Watching the world fly by

You knew I would be giddy about the Russian meteorite. 

It just fueled the fire of my fascination with all the strange things floating around out there, largely beyond our reach and completely beyond our control. I love it when science fiction turns into science.

So let’s review the main thing we learned from all this. That’s right. We now know that an asteroid becomes a meteor when it enters Earth’s atmosphere and burns up. If you’ve seen a shooting star, you’ve seen a meteor. But meteorites are meteors that make it all the way to Earth’s surface. Write it down. Remember it. This could be important at your next cocktail party or in-home trivia game. It will also be helpful when you write the obituary for your Uncle Boris who lives in meteorite-heavy Siberia.

I was glued to the Internet for hours, scrutinizing every different bit of footage on the Chelyabinsk sky show. What else did I learn? That Russians are either asleep at the wheel or have nerves of steel. Here comes an unexpected, enormous ball of fire screaming across the sky, in some cases in the direction of their windshield. Do they slam on the brakes? Nyet. Do they even slow down or alter their path in any way? Not that I saw. Tell me again — how did we win the Cold War? No wonder our former foes made such terrific villains in so many books and movies.

Based on the sound tracks from most of the meteorite footage, however, the Russians have atrocious taste in drive-time music. It made you almost grateful for the huge explosion that drowned it out.
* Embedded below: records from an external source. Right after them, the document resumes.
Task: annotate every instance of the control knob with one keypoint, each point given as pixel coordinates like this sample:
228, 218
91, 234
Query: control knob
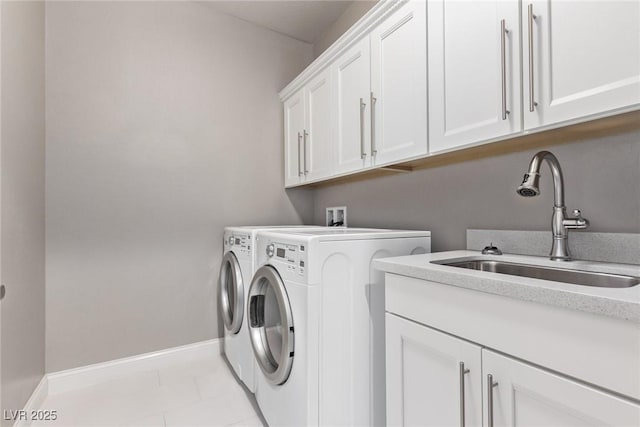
270, 250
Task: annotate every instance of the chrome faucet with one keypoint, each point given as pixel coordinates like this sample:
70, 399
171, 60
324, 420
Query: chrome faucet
560, 223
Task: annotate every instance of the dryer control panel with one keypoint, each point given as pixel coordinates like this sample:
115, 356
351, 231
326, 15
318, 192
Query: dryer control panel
239, 243
289, 258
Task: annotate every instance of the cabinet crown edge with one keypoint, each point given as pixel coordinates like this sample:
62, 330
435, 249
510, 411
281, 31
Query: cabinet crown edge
360, 29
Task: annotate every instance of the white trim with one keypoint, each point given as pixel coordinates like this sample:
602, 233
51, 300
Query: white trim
35, 401
72, 379
360, 29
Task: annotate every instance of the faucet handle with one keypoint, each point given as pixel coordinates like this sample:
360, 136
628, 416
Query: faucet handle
577, 221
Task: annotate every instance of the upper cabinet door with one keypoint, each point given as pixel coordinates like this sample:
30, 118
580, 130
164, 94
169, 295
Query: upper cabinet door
528, 396
352, 85
579, 58
399, 85
433, 379
318, 137
474, 72
294, 117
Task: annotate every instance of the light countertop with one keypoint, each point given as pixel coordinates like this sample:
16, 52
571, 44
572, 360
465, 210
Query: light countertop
621, 303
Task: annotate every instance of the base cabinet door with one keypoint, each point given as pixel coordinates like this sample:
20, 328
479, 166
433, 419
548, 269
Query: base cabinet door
294, 117
579, 58
398, 100
523, 395
433, 379
474, 72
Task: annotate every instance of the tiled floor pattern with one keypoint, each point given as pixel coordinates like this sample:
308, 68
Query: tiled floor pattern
203, 393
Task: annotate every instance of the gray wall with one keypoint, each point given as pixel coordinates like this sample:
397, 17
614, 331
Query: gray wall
164, 125
350, 16
23, 234
602, 179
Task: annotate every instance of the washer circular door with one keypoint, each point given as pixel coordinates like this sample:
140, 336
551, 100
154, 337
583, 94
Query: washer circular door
231, 293
271, 325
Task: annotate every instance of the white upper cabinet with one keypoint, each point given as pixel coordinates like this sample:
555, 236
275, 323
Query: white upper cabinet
474, 72
433, 379
294, 116
398, 99
579, 59
487, 70
529, 396
352, 87
319, 131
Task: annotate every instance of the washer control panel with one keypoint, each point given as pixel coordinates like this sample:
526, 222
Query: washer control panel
239, 243
289, 258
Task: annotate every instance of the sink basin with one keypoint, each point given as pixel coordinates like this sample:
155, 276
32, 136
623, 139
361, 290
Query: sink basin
585, 278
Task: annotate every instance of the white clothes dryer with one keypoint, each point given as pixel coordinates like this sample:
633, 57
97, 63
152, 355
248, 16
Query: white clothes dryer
236, 270
316, 323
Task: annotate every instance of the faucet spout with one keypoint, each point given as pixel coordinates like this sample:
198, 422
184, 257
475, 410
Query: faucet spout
560, 223
530, 185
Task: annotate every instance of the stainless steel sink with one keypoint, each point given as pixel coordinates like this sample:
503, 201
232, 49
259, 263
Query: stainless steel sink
585, 278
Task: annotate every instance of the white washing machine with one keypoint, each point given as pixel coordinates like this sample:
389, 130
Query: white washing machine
316, 323
237, 268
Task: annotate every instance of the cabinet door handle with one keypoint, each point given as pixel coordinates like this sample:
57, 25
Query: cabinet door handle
374, 151
463, 371
299, 152
503, 63
532, 102
305, 135
363, 153
490, 386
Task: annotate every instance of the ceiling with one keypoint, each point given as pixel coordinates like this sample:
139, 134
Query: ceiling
303, 20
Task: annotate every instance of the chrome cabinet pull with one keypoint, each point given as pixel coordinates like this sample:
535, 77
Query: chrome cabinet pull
363, 153
299, 152
374, 151
463, 371
532, 103
305, 135
490, 386
503, 59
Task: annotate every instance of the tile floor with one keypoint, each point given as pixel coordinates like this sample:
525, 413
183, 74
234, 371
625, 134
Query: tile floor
203, 393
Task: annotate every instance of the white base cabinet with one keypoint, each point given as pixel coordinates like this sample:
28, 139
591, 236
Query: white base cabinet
524, 395
433, 379
436, 379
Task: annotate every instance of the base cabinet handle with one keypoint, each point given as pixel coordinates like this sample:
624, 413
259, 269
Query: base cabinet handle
463, 372
490, 386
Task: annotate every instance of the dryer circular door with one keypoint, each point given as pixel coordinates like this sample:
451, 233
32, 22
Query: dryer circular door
231, 293
271, 325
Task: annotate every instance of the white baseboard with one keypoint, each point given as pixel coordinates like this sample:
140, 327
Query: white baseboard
72, 379
35, 401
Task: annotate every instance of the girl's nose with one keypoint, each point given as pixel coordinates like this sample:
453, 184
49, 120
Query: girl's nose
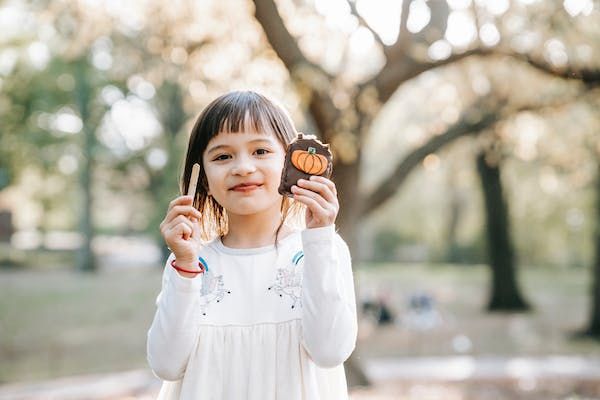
243, 166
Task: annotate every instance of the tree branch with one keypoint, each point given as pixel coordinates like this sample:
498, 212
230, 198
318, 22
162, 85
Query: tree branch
364, 23
589, 76
394, 74
399, 48
473, 122
284, 44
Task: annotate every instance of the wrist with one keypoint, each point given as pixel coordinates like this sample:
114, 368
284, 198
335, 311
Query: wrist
198, 267
186, 262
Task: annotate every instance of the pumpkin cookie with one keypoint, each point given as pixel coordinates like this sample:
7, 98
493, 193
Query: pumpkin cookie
305, 156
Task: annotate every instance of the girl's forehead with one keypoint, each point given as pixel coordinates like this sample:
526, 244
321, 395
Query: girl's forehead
242, 139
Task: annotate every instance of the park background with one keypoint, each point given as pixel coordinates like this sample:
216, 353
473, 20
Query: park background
467, 158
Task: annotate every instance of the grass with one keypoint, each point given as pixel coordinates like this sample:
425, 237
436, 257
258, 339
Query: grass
56, 322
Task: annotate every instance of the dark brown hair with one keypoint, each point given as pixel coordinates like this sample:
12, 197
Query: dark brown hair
231, 113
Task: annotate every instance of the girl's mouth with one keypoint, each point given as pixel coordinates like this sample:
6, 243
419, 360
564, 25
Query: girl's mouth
245, 188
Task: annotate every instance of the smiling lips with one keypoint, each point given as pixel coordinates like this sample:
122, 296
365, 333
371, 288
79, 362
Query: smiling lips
246, 187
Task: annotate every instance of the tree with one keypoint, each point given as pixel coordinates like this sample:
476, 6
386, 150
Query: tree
345, 124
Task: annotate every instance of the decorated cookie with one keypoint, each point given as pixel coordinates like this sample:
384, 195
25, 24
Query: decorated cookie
305, 156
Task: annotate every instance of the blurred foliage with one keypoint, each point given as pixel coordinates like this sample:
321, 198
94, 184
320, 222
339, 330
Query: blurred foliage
152, 66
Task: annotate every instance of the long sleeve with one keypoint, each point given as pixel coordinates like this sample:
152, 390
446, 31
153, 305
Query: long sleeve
329, 321
173, 332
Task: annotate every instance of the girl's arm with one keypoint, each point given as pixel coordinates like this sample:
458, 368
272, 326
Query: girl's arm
173, 332
328, 304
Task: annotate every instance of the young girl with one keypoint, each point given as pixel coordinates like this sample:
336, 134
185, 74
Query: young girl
251, 307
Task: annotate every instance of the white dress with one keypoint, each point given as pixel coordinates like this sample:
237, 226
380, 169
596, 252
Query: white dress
260, 323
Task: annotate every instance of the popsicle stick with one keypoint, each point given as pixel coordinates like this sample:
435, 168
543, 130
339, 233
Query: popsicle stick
194, 180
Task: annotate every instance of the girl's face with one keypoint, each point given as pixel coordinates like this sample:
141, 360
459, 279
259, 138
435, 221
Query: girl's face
243, 171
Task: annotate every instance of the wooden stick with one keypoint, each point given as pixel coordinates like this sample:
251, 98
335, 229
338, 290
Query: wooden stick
194, 180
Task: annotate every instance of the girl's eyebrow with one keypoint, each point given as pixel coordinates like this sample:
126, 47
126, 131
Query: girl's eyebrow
224, 146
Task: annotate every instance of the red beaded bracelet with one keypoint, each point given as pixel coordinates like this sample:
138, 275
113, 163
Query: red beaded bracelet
202, 269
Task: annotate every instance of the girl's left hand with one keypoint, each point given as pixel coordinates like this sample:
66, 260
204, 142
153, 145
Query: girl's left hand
320, 197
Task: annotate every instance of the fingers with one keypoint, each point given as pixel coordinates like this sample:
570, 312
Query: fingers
320, 196
188, 211
176, 223
182, 205
181, 200
323, 186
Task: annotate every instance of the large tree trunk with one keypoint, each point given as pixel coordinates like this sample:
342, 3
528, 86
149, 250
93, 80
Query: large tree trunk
85, 257
593, 328
505, 294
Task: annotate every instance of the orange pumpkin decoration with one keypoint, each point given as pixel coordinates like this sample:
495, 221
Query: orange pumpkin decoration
309, 161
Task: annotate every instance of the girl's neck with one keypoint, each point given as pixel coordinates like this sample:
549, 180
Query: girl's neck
256, 230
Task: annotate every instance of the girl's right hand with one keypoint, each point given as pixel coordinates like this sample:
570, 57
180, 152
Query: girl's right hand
181, 231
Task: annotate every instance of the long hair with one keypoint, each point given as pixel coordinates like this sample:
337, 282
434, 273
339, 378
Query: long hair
232, 113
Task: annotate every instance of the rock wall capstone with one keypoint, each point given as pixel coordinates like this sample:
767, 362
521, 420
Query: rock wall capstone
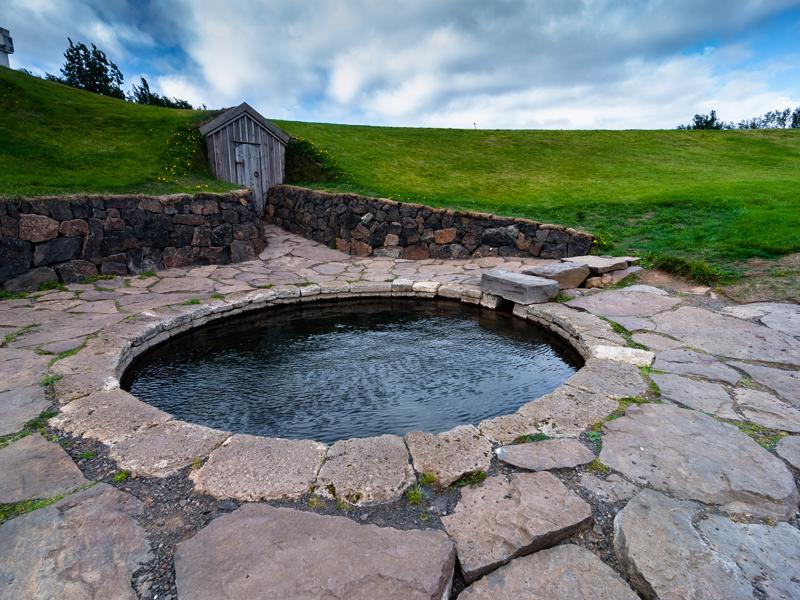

And then there was the broken glass. It gave me the willies just to hear people crunching through it and watch doctors tweezing bits out of people’s faces. Which brings me to our final lesson for the day. If you see even a medium-sized fireball come flying out of nowhere and streak across the sky, duck and cover! You can catch the reruns later on everyone else’s cell phone or dashboard camera. You can borrow it while they are getting the glass removed from their nostrils.